Call for submissions: Platform Engineering Meet-ups

Call for submissions: Platform Engineering Meet-ups

Share your journey of building platforms that power engineering teams

Dev Kulkarni

@dev_kulkarni Co-author

Sakib Malik

@sakibmalik Co-author

Worker Controller: A Multi-tenant Consumer Proxy for Consumption at Scale

Submitted Oct 1, 2025

Session Description

At Zomato, the journey from a customer placing an order to its fulfillment, and beyond, depends on a complex web of systems running seamlessly in the background. To power this at a massive scale, we rely on an event-driven architecture built on Kafka and SQS. With thousands of topics and queues in production — and new ones being added almost daily as teams roll out features or system improvements — managing this ecosystem is no small task. Every new topic or queue demands corresponding compute resources and workers to consume them. Managing these workers consistently, reliably, and safely has always been a challenge — until now. In this talk, we introduce Worker Controller, our central multi-tenant standardized consumer and remote processor designed to simplify worker creation, improve reliability, allow canary support, and accelerate feature delivery across the organization.

Worker Controller abstracts away the complexities of queue consumption from Kafka and SQS by shifting the consumer architecture from a traditional pull-based model to a centralized push-based proxy. Today, it manages over 900 Kafka topics, over 100 SQS queues, and more than 1,000 consumers, handling peaks of ~5 million requests per minute. This proxy layer takes ownership of partition-level offset management, retries, dead-letter queues, batching, and observability by default. Because consumption and processing are separated — with the controller centrally consuming and dispatching work to workers — it becomes much easier to handle poison payloads safely. Its RPC-driven design makes creating a new worker as simple as writing an RPC method, drastically reducing operational overhead for SREs. More importantly, the push-based model unlocks canary deployments for workers, allowing developers to test new code in production with controlled traffic, catch regressions early, and deploy with confidence. Also being a central component, Worker Controller simplifies governance, making it easier to plan for peak days and ensure that all teams follow best practices consistently.

Key Takeaways

We’ll explore how Worker Controller addresses three critical challenges: resilience, by enforcing retry budgets and DLQs to prevent cascading failures, handling poison payloads gracefully; control, by allowing dynamic throttling, pause/resume, and gradual rate-limiting of consumption to protect upstream systems; and fairness, by ensuring balanced resource allocation across queues so no “noisy neighbour” can dominate. In Kafka use cases where strict ordering is not required, Worker Controller also supports parallel consumption from a partition by sacrificing ordering — delivering higher throughput reliably.

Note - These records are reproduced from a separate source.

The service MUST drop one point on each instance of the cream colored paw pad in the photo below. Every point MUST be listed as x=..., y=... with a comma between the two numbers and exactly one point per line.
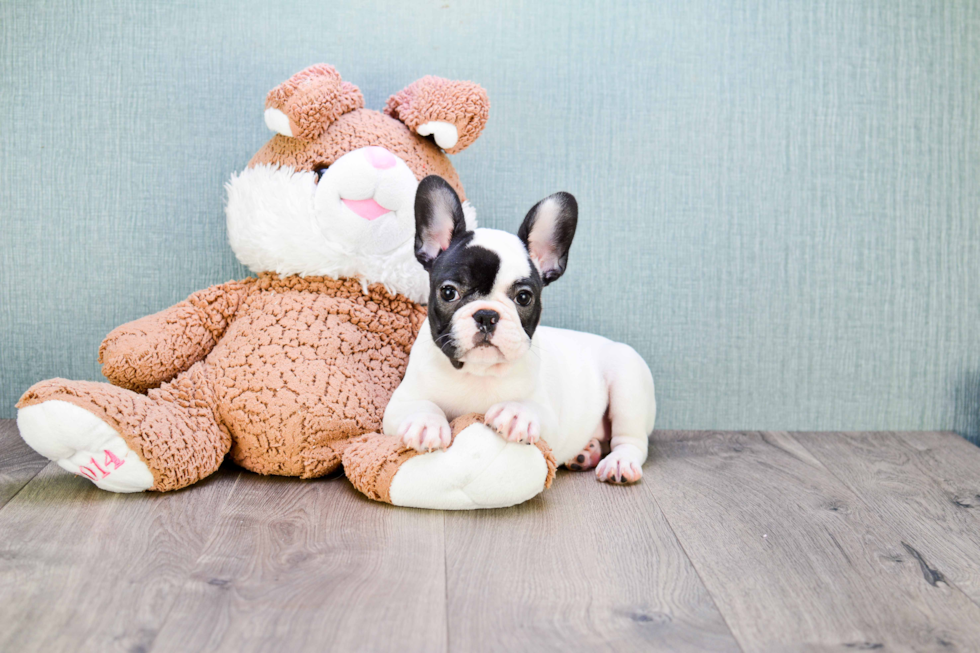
x=83, y=444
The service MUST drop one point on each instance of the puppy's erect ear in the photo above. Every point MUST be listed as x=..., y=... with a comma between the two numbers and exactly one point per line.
x=439, y=219
x=453, y=113
x=306, y=103
x=547, y=231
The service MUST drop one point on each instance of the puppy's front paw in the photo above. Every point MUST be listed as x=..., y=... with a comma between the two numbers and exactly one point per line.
x=514, y=421
x=620, y=467
x=425, y=431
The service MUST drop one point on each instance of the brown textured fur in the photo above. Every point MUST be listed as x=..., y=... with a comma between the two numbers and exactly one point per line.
x=282, y=373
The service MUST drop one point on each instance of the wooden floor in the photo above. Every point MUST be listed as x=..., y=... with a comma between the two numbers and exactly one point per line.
x=737, y=541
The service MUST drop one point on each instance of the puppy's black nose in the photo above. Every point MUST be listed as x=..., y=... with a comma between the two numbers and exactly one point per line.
x=486, y=320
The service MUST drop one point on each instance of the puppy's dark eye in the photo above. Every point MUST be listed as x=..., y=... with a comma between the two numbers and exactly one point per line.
x=448, y=294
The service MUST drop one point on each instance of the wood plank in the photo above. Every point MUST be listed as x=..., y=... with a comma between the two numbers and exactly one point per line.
x=925, y=485
x=311, y=566
x=86, y=570
x=18, y=462
x=793, y=558
x=583, y=567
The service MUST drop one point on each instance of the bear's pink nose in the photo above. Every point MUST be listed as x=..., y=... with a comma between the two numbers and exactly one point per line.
x=379, y=157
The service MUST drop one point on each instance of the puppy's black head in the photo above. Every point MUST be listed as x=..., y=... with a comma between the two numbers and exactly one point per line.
x=485, y=285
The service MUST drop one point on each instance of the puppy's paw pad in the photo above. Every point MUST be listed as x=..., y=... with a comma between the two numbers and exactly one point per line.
x=514, y=421
x=425, y=432
x=587, y=458
x=619, y=469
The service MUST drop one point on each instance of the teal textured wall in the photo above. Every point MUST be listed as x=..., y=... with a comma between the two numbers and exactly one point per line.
x=780, y=200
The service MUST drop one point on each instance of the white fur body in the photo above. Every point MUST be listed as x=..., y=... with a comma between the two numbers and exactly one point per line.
x=568, y=379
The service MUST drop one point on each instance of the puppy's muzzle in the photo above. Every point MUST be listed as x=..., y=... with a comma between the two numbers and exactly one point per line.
x=486, y=321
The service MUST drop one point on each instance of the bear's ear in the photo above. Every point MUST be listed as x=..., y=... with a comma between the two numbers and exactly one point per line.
x=306, y=103
x=453, y=113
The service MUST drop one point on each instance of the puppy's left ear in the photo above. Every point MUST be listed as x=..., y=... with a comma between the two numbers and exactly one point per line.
x=547, y=231
x=439, y=219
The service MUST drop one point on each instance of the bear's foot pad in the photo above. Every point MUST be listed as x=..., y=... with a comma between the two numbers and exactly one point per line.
x=83, y=444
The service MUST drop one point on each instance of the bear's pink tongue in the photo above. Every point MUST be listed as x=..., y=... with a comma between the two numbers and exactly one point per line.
x=367, y=209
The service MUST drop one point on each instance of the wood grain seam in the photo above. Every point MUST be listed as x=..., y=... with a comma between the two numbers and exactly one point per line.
x=185, y=585
x=931, y=574
x=697, y=572
x=26, y=483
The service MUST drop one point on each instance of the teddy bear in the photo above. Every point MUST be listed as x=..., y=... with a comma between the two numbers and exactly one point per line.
x=288, y=372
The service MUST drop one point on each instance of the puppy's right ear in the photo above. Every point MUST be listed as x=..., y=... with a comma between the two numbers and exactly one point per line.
x=439, y=219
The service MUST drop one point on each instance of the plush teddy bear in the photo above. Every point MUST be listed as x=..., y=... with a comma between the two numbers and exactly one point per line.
x=289, y=372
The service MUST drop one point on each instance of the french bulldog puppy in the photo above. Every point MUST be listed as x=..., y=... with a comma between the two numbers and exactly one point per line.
x=482, y=350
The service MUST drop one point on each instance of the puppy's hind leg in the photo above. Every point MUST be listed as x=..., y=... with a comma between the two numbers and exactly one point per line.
x=632, y=411
x=590, y=456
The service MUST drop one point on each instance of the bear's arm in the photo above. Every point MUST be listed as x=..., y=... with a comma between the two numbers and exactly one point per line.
x=144, y=353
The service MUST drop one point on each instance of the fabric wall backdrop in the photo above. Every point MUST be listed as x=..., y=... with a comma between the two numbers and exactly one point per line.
x=780, y=201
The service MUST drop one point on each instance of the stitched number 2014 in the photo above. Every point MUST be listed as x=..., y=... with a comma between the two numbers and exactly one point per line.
x=96, y=473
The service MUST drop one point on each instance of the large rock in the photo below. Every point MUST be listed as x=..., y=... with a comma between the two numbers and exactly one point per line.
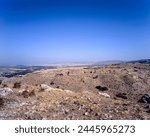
x=47, y=88
x=122, y=95
x=17, y=85
x=26, y=93
x=145, y=99
x=100, y=88
x=104, y=94
x=5, y=91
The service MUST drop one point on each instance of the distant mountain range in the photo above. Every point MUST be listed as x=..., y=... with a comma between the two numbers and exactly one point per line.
x=103, y=63
x=142, y=61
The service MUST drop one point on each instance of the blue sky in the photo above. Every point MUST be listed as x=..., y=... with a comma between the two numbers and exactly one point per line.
x=49, y=31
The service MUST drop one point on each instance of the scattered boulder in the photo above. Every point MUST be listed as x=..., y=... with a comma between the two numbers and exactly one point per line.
x=104, y=94
x=145, y=99
x=26, y=93
x=1, y=82
x=4, y=85
x=68, y=73
x=44, y=87
x=2, y=102
x=60, y=74
x=5, y=91
x=52, y=83
x=17, y=85
x=68, y=91
x=47, y=88
x=122, y=95
x=100, y=88
x=95, y=77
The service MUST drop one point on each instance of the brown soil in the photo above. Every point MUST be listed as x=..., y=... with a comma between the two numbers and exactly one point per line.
x=79, y=96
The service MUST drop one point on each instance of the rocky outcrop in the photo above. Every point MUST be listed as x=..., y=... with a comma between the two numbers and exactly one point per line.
x=145, y=99
x=26, y=93
x=5, y=91
x=100, y=88
x=17, y=85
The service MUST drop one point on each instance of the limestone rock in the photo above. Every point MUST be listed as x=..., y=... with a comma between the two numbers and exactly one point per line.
x=5, y=91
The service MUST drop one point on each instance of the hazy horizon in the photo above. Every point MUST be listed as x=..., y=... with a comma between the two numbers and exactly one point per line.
x=63, y=31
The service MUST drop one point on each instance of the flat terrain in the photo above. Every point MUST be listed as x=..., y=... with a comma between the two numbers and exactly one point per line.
x=110, y=92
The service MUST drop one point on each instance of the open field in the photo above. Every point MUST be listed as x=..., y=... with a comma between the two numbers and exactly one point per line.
x=109, y=92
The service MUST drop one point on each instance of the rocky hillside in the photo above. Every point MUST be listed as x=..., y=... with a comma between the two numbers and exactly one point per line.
x=110, y=92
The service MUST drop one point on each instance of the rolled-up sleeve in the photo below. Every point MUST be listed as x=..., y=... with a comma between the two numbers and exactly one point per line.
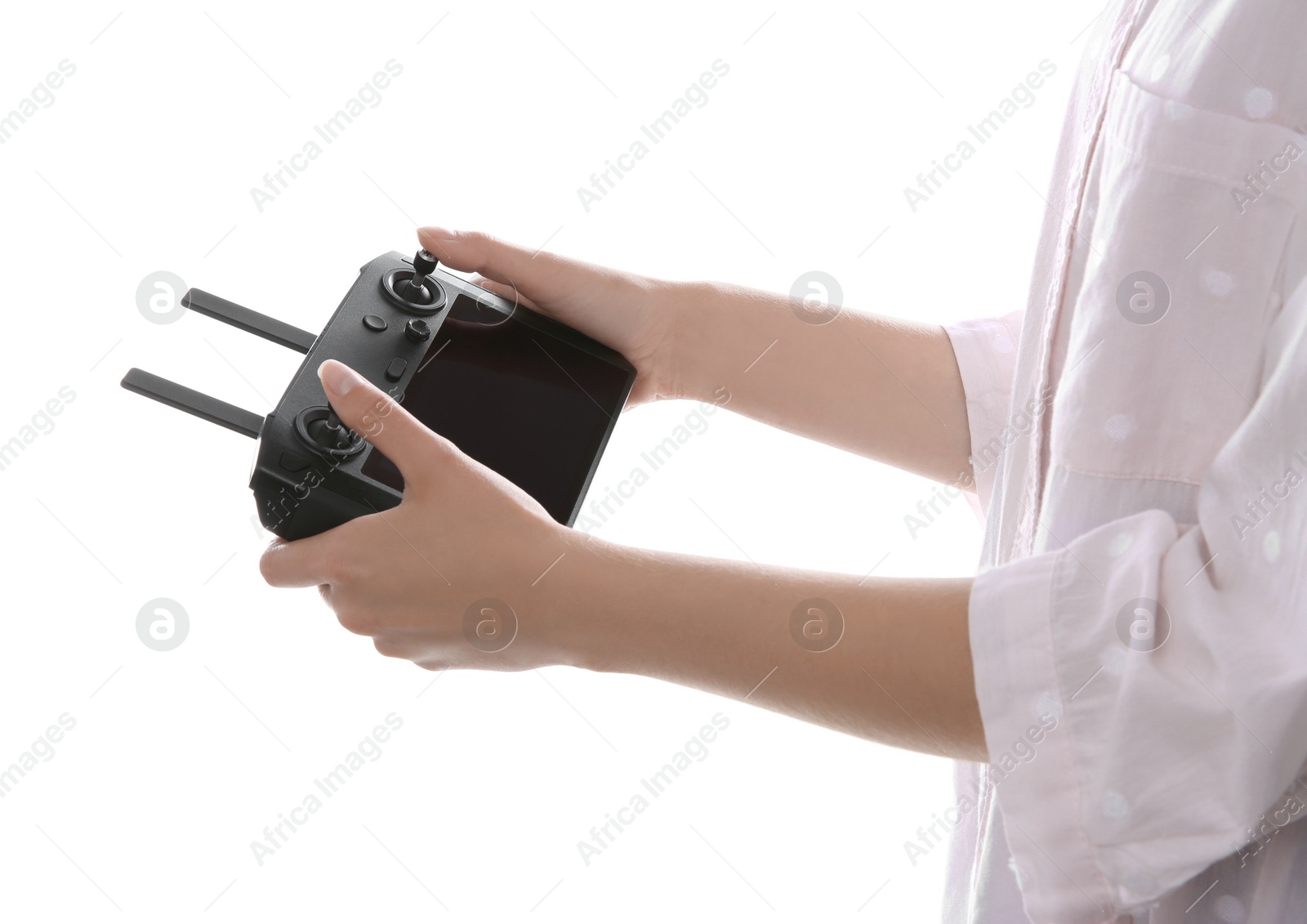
x=986, y=350
x=1169, y=664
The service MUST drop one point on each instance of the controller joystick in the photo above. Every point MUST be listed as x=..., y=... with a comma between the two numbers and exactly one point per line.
x=416, y=288
x=323, y=431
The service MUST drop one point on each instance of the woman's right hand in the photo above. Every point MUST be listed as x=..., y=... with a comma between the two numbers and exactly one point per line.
x=634, y=315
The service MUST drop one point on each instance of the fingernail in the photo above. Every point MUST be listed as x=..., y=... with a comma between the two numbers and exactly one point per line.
x=337, y=378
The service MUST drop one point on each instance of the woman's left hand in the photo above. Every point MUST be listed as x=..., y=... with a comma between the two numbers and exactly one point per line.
x=462, y=574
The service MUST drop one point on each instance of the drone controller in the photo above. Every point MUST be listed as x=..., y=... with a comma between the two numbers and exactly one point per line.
x=520, y=392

By the end of this talk, you’ll learn best practices and patterns for building reliable and manageable consumers in an event-driven architecture. We’ll explore how to balance developer velocity with operational safety, rethink worker lifecycle management, and see how centralizing these concerns can unlock both innovation and stability at scale.

Target Audience

This session will be beneficial for a wide range of audiences — from beginners who are just starting to understand event-driven systems, to experienced engineers and architects looking for ways to scale and manage complex consumer ecosystems.

Bio

We have two speakers for this session — their bios are shared below.

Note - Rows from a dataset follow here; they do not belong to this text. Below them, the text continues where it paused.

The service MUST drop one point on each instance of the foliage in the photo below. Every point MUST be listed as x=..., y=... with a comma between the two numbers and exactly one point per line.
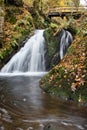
x=68, y=80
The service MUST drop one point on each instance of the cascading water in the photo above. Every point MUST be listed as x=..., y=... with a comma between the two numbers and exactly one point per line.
x=30, y=58
x=65, y=42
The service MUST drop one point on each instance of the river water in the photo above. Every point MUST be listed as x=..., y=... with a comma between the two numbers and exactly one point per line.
x=25, y=106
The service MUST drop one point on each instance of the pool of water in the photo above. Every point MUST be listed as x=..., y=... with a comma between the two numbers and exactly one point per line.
x=25, y=106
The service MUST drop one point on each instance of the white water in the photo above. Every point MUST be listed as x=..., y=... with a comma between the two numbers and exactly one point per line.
x=65, y=42
x=30, y=58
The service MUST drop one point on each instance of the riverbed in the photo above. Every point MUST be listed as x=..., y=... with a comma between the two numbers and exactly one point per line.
x=25, y=106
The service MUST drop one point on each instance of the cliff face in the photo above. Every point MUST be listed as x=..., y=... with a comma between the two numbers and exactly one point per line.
x=68, y=79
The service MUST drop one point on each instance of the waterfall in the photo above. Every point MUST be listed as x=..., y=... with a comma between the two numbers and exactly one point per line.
x=65, y=42
x=30, y=58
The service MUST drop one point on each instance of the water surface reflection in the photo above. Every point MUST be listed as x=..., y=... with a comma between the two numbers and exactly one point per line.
x=24, y=106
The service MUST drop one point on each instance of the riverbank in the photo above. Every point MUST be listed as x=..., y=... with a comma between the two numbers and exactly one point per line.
x=68, y=79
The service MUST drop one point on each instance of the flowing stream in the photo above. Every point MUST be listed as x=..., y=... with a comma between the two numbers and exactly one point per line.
x=24, y=105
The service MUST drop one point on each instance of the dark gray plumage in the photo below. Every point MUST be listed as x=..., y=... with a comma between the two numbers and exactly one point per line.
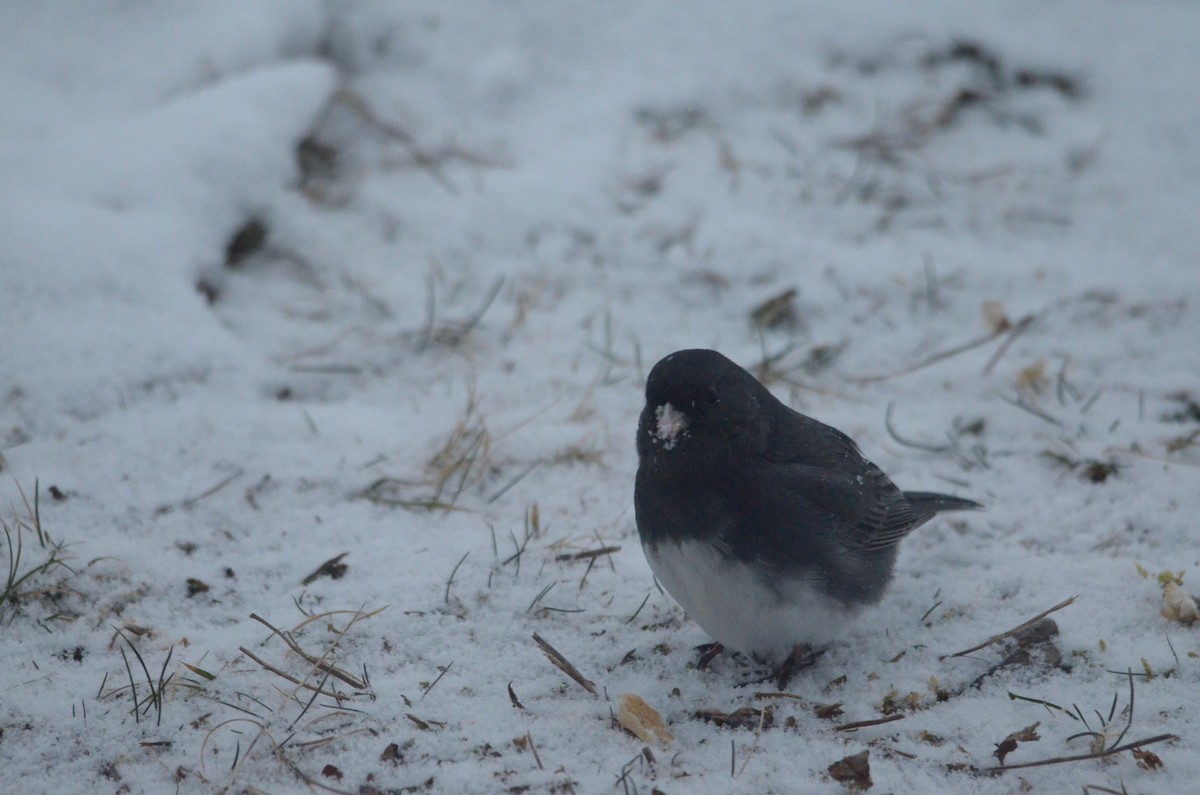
x=769, y=527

Sakib Malik is a Senior Software Engineer (SDE III) at Zomato, part of the Site Reliability Engineering team building platform services for large-scale, distributed systems. He has worked on high-performance libraries and tools, including contributions to the Golang runtime, profiler, and Redis clients. Sakib also designed resilient infrastructure components such as the Worker Controller, a Kafka consumer proxy, and gomemlimit, a memory limiter for Go services that significantly reduced operational costs. He is passionate about performance optimization, reliability, and building developer tooling that enables teams to move faster with confidence.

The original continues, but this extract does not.